Das Beste vom Markt: Chardonnay aus Übersee
Chardonnay is not passé
Degustation und Text: Carsten Henn, Foto: gettyimages.ch/Aleh Varanishcha
In der «Neuen Welt» wurde die Chardonnay-Rebe zum internationalen Superstar. Dort steht sie fast überall in den Weinbergen, ist «Everybody’s Darling» bei Winzern und Weingeniessern. Für viele ist sie aber auch «Everybody’s Depp». Wie unsere Probe zeigt: zu Unrecht.
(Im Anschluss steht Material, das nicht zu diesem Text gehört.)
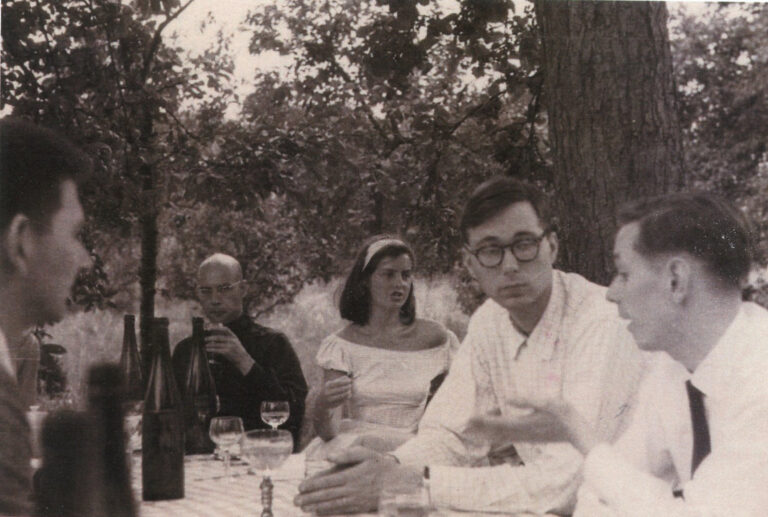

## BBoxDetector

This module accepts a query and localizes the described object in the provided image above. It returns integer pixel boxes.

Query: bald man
[173,253,307,446]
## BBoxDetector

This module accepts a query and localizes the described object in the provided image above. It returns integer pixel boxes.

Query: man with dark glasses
[296,178,645,514]
[173,253,307,444]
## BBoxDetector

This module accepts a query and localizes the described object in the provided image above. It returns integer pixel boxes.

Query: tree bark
[139,159,158,382]
[535,0,683,283]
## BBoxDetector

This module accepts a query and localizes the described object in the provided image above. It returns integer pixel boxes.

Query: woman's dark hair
[459,176,555,242]
[339,235,416,325]
[618,193,753,288]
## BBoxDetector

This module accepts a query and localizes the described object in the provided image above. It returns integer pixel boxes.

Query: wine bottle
[182,318,218,454]
[88,362,136,517]
[120,314,144,402]
[141,318,184,501]
[120,314,146,452]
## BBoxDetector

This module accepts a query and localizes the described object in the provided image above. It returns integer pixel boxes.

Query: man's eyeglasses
[464,231,549,267]
[197,282,240,298]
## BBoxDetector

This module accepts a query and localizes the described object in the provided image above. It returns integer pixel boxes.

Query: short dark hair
[339,235,416,325]
[618,192,753,288]
[0,118,92,230]
[459,176,553,241]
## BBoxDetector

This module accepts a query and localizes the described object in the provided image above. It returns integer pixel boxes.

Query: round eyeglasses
[465,231,549,267]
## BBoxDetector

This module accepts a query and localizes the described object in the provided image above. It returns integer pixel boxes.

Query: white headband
[363,239,408,269]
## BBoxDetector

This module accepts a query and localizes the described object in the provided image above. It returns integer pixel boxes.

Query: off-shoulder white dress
[307,330,459,456]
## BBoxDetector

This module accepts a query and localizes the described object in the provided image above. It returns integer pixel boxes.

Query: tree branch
[141,0,195,84]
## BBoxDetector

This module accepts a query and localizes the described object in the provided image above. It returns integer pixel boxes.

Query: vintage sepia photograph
[0,0,768,517]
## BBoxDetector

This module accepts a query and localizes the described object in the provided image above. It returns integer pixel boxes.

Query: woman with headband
[307,236,458,456]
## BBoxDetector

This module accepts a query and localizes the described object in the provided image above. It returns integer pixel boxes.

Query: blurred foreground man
[0,119,90,515]
[474,194,768,517]
[296,178,644,514]
[173,253,307,447]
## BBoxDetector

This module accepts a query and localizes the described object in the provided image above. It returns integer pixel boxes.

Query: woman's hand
[317,374,352,410]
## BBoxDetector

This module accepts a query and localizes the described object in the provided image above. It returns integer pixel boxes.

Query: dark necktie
[685,380,712,477]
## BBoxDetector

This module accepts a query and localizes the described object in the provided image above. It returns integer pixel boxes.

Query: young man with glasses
[296,178,644,514]
[477,194,768,517]
[173,253,307,445]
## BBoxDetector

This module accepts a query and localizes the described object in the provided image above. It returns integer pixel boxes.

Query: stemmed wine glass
[242,429,293,517]
[208,416,244,477]
[261,400,291,430]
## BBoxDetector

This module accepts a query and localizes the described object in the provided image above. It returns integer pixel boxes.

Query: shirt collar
[0,328,16,379]
[691,303,754,395]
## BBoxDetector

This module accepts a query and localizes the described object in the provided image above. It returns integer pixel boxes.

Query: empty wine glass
[242,429,293,517]
[208,416,243,477]
[206,322,230,374]
[261,400,291,429]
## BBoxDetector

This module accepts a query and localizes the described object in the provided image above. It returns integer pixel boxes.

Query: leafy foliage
[672,4,768,263]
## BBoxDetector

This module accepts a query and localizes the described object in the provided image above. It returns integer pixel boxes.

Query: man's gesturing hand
[205,327,255,375]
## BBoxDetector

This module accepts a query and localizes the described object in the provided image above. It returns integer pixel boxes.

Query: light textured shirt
[394,271,645,513]
[575,303,768,517]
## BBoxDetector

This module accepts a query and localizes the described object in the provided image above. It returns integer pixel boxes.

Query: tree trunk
[535,0,683,283]
[139,163,158,382]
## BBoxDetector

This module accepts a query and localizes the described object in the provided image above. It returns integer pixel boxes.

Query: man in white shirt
[474,194,768,517]
[296,178,644,514]
[0,119,90,515]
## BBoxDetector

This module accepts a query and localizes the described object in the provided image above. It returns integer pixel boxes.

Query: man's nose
[77,244,93,269]
[501,248,520,272]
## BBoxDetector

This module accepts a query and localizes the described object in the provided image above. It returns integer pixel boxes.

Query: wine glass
[261,400,291,430]
[242,429,293,517]
[208,416,243,477]
[206,322,229,374]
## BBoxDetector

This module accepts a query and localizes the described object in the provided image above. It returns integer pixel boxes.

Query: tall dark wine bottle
[120,314,145,403]
[141,318,184,501]
[182,318,218,454]
[88,364,136,517]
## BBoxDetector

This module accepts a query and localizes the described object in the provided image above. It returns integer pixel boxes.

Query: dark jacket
[173,314,307,447]
[0,367,32,515]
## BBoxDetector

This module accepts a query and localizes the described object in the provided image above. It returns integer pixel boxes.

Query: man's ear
[547,230,560,264]
[461,248,477,280]
[237,278,248,298]
[666,256,693,304]
[2,214,34,276]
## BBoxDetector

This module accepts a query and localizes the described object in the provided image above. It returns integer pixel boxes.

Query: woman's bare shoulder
[412,318,448,348]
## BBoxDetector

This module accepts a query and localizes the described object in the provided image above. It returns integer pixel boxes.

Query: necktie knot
[685,380,711,477]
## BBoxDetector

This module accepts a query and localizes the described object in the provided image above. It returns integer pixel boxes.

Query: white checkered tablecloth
[133,454,318,517]
[132,454,375,517]
[132,454,552,517]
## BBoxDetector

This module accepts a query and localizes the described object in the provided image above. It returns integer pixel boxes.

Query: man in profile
[173,253,307,447]
[0,119,91,515]
[472,194,768,517]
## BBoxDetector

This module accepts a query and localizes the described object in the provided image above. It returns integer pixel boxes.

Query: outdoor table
[132,454,552,517]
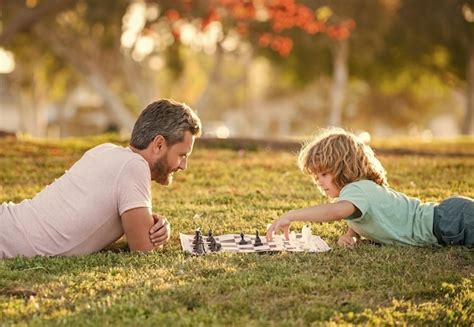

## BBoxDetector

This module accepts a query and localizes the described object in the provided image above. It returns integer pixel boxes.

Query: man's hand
[150,213,171,247]
[337,234,357,249]
[267,214,291,241]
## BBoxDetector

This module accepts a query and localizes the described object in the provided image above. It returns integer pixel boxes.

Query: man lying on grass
[0,100,201,258]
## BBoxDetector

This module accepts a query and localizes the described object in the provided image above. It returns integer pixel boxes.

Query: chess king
[0,99,201,258]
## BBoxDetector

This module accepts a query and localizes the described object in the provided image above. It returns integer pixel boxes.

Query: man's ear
[152,134,166,153]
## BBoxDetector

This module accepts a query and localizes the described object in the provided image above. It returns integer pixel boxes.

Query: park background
[0,0,474,326]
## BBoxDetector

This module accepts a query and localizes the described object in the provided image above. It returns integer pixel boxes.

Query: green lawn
[0,136,474,326]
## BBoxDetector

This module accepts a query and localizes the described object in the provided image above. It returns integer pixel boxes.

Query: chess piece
[193,232,206,254]
[193,228,202,245]
[239,233,247,245]
[206,229,214,242]
[253,230,263,246]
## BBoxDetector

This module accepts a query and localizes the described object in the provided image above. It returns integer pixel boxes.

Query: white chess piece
[301,225,313,251]
[290,231,296,242]
[301,225,313,243]
[267,224,275,239]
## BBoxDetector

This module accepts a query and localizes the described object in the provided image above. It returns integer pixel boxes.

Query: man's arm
[121,208,155,252]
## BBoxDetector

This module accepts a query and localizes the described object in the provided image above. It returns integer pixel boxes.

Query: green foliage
[0,135,474,326]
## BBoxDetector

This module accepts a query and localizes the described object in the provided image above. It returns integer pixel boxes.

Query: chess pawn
[239,233,247,245]
[253,230,263,246]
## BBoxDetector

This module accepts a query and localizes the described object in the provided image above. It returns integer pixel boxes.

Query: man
[0,100,201,258]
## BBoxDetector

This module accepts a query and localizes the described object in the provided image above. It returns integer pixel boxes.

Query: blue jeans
[433,196,474,247]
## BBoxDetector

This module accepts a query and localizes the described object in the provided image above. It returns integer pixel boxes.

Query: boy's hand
[337,234,357,249]
[267,215,291,241]
[150,213,171,247]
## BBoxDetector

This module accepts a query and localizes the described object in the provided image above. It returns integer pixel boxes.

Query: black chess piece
[193,235,206,254]
[253,230,263,246]
[239,233,248,245]
[193,228,202,245]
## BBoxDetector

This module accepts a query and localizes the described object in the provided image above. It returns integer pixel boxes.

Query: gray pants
[433,196,474,247]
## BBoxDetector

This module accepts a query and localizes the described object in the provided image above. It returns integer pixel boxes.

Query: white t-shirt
[0,144,151,258]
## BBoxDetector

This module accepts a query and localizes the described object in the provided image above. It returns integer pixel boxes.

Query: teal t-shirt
[339,180,438,246]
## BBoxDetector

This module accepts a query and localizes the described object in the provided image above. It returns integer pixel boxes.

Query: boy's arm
[267,200,356,240]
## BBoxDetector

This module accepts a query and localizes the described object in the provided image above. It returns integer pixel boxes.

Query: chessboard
[179,233,331,254]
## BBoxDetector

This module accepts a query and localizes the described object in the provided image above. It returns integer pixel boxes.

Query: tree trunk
[461,45,474,135]
[328,39,348,126]
[35,25,135,134]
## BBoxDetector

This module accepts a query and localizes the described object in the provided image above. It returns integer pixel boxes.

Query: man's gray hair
[130,99,201,150]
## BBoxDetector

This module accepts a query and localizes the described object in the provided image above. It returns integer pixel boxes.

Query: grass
[0,136,474,326]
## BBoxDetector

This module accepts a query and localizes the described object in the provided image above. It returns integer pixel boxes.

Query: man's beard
[152,160,173,185]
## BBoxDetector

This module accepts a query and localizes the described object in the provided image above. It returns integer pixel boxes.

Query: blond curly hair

Chardonnay ist mit nahezu 200 000 Hektar Fläche die weltweit zweitmeist angebaute weisse Rebsorte – und das obwohl viele Weinfreaks über sie die Nase rümpfen. Damit ist sie ein bisschen die Helene Fischer der Weinwelt – offiziell hört sie keiner, trotzdem verkauft sie LKW-Ladungen an CDs. Wobei man natürlich differenzieren muss: Burgunder aus der Bourgogne genossen immer Respekt, «Chardonnay aus der Neuen Welt» klingt für manchen Weingeniesser dagegen mehr wie eine Drohung als wie eine Verlockung. Die neuseeländischen Chardonnays in unserer Probe hielten den Blick fest aufs Burgund gerichtet. Der Village von Kumeo River ist nicht nur ein «Best Buy», sondern zu dem Preis eigentlich ein «Must Buy». So viel Chardonnay-Klasse muss man im Burgund für so wenig Geld lange suchen. Der Chardonnay von Dog Point Vineyard kostet mehr, doch legt er auch eine Schippe in Sachen Komplexität drauf. Der Wild Yeast Chardonnay von Springfield Estate in Südafrika ist zwar nicht die Spitzenlinie, doch er zeigt, wie in wirklich guten Gütern auch die kleineren Qualitäten ausfallen. In Südafrika scheint der französische Stil mit viel Frische und wenig Alkohol sogar noch flächendeckender zu sein als in Neuseeland. Auch in Australien gibt es Regionen wie das kühle Clare Valley, die auf Frische setzen und trotzdem die Kraft und Reife der «Neuen Welt» beibehalten. Diese Weine vereinen regionale Typizität mit Trinkigkeit. Vieles von dem, was aus den USA, Chile oder Argentinien nach Deutschland kommt, setzt dagegen weiterhin auf einen buttrig-cremigen Weintyp, der gerne auch prägnante Vanille-Noten vom Holzeinsatz haben darf. Aber selbst diese Chardonnays sind längst nicht mehr so schwer und massiv wie in früherer Zeit – in denen die Weine wirkten, als habe sie ein Schreiner zusammen mit einer Molkerei vinifiziert.
Zahlen und Fakten
Kalifornien ist nach Frankreich Spitzenreiter in Sachen Chardonnay mit 38 555 Hektar, gefolgt von Australien mit rund 28 000. In Südamerika sind rund 20 000 Hektar mit der Sorte bepflanzt. Weit weniger Chardonnay wird in Südafrika (8300 Hektar) und Neuseeland (3200 Hektar) angebaut. Obwohl von diesen Ländern die spannendsten Weine unserer Probe stammen. In den 1990er wurde in Neuseeland viel Chardonnay gepflanzt, doch nach wie vor regiert dort Lokalmatador Sauvignon Blanc die Weissweinwelt.
Wahlverwandtschaften
Obwohl Chardonnay ursprünglich auch als Gelber Pinot bekannt war, ist er kein Mitglied der Pinot-Familie. Denn anders als Frühburgunder, St. Laurent, Samtrot, Pinot Liébault, Weiss- und Grauburgunder ist er keine Mutation von Pinot Noir oder Pinot Meunier, sondern entstammt wie der Auxerrois einer Liaison mit der Heunisch-Rebe, die bis Mitte des 19. Jahrhunderts die wichtigste weisse Sorte in Mitteleuropa war. Über hundert der heute bekannten Rebsorten stammen von ihr ab. Darunter auch die Riesling-Rebe.